The John Jermain Memorial Library introduced its newest educational tool in August: a library on wheels that Mr. Cohen and others can pedal to community events and local schools.
The idea came when Mr. Cohen, the library’s technology coordinator, attended a national conference in Philadelphia sponsored by the Public Library Association. The creator of the book bike, Stephen Horcha, drove in on one during a lecture — and Mr. Cohen knew the John Jermain Library just had to have one.
“It’s a way for the library to get out in the community,” Mr. Cohen said as he shielded his eyes from glare hitting metal on the bike, which he noted will give the library more exposure.
“It’s amazing to us that there are still people in the community who don’t even know we have a library. I’ve seen people walk in and say, ‘I’ve never been here before,’” he said.
The $3,500 book bike made its debut at the Sag Harbor farmers market on August 24. Mr. Cohen rode the cart from the library on Main Street, up Rysam Avenue, to the market near the Dockside restaurant on Bay Street.
“First, when I was riding it over, three separate people said, ‘I’ll buy an ice cream!’” he remembered. “I said, ‘No, sorry, but I’ll give you a book!’”
When Mr. Cohen pulled up to the market, he set up a blue umbrella to keep cool and waited for people to line up to grab some free reads.
At first, they didn’t understand that the books, mostly new or lightly used, were entirely free. But then Mr. Cohen started shouting, “Free books! Free books!” That’s when kids, adults and teens ran to the stand to check it out.
The adults’ books, including biographies about Woodrow Wilson and other former presidents, were placed on the top left; teen books, including George Orwell’s “1984,” on the top right; and children’s books, such as “The Magician’s Elephant,” filled the middle of the cart.
Mr. Cohen said he had to call for backup at the library, to have additional batches of books delivered because everything went so quickly. “We didn’t know what to expect really — but people just loved it. They were freaking out,” he said.

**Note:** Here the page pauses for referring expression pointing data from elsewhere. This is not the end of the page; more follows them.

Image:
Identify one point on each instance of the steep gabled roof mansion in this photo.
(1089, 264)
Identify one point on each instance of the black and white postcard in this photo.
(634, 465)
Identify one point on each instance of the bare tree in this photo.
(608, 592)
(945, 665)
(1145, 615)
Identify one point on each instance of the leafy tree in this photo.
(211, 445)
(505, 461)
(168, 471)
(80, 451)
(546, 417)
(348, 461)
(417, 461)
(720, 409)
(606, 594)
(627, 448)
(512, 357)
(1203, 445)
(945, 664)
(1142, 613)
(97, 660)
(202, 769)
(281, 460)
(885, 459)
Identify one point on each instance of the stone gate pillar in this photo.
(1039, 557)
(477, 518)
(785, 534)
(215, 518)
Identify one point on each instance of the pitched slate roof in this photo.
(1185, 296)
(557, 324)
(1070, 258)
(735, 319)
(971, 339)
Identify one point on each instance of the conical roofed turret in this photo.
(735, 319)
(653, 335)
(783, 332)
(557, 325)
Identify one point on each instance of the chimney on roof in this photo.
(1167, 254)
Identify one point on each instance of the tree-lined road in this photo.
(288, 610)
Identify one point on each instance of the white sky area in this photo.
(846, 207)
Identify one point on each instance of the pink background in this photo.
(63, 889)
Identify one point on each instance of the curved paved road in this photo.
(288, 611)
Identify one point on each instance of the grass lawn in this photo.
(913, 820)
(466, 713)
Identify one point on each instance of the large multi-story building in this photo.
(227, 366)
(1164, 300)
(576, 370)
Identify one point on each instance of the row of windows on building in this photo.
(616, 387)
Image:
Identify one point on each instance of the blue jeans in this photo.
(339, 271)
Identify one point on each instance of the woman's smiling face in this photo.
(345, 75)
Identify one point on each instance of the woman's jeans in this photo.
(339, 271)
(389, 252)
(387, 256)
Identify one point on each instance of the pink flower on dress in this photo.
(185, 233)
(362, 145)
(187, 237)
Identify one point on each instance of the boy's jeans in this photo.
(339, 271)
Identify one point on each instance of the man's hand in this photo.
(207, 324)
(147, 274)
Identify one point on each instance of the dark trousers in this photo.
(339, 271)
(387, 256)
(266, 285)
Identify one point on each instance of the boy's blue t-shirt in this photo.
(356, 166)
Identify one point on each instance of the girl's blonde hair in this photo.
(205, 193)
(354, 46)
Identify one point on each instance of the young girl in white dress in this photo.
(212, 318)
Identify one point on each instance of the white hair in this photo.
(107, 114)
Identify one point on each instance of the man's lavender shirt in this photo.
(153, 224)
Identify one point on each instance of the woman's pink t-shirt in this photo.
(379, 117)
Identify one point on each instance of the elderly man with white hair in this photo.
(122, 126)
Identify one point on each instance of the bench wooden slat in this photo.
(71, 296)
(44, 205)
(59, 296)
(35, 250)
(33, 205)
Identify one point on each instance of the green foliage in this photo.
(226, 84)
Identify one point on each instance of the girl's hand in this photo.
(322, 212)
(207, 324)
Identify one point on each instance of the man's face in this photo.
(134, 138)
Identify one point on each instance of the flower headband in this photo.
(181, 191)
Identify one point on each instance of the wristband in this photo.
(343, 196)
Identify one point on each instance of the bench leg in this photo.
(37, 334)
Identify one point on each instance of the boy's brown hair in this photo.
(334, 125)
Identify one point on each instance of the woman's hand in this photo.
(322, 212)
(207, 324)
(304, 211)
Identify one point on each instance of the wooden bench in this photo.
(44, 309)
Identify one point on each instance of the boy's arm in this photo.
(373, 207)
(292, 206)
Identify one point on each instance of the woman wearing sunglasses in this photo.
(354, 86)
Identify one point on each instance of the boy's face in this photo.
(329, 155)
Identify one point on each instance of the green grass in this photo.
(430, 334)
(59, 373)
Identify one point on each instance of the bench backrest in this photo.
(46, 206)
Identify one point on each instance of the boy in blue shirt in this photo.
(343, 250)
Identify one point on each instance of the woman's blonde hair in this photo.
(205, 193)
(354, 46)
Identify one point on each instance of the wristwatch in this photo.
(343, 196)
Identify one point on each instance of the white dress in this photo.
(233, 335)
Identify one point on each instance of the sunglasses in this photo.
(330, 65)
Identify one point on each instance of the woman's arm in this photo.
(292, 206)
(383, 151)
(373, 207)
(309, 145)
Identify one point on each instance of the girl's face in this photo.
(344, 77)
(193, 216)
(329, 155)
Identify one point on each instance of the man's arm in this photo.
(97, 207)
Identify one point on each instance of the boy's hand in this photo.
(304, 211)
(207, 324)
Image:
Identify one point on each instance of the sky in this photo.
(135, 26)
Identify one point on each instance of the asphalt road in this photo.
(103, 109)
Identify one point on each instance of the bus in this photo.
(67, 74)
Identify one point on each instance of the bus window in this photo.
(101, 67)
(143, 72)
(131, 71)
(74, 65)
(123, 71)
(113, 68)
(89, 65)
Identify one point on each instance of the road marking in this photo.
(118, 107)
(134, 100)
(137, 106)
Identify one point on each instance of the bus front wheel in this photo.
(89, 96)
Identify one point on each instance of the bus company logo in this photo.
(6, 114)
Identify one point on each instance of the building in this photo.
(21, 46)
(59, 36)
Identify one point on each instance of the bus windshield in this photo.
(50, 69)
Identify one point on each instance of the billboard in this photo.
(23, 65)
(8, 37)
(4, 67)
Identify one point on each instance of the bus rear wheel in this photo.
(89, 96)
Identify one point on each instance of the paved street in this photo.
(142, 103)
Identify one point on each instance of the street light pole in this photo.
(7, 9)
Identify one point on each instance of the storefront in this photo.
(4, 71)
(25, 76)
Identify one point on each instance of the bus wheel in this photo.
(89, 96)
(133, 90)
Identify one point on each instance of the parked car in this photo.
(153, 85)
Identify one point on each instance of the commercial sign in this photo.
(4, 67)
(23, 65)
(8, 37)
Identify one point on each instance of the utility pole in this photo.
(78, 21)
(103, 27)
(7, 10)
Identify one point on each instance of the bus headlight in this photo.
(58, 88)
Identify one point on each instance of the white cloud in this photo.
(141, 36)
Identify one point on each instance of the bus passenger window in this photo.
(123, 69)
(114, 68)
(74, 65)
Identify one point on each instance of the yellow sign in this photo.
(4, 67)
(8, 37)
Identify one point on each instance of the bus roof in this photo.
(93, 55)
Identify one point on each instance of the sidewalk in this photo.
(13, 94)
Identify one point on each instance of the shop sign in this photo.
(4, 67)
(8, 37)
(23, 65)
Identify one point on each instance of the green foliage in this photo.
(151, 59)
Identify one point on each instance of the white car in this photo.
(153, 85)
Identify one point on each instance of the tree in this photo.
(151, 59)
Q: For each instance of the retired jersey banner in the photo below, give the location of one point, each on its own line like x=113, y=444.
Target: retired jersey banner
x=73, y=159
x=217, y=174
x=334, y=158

“I had so much fun. It was great,” he went on, adding that the bike is relatively easy to ride downhill and on a flat road, but challenging when filled with a hundred books and the terrain is uphill.
During the school year, the plan is to have library staff circulate books rather than offer them exclusively for free. The cart will visit the food pantry to give out books, and books will also be given out during HarborFest on September 7 and 8.
The library does accept donations, but on a very limited basis, because it cannot handle large numbers of disorganized or damaged books.
“We don’t have the space to store them. If they’re in prime condition, we’ll take 10 books from someone,” Mr. Cohen explained.
Walking back into the library to the director’s office through the children’s section, Diana Carillo, the children’s librarian, showed off a cardboard box full of books she had ready to go for the next book bike outing.
Catherine Creedon, the library’s director, said she used to work on a bookmobile, having grown up in rural Minnesota. They’d take the van to farms and one-room schoolhouses.
“It was always such a great way to have a library without walls and to bring the library out to the community,” Ms. Creedon said. “When Eric came to me with the book bike, I thought, ‘Oh this is my chance to go back to my roots and have a library on wheels again.’”
“It’s a real chance for people to celebrate learning together wherever they are,” Ms. Creedon said, adding that she’ll be taking the book bike out for a spin herself.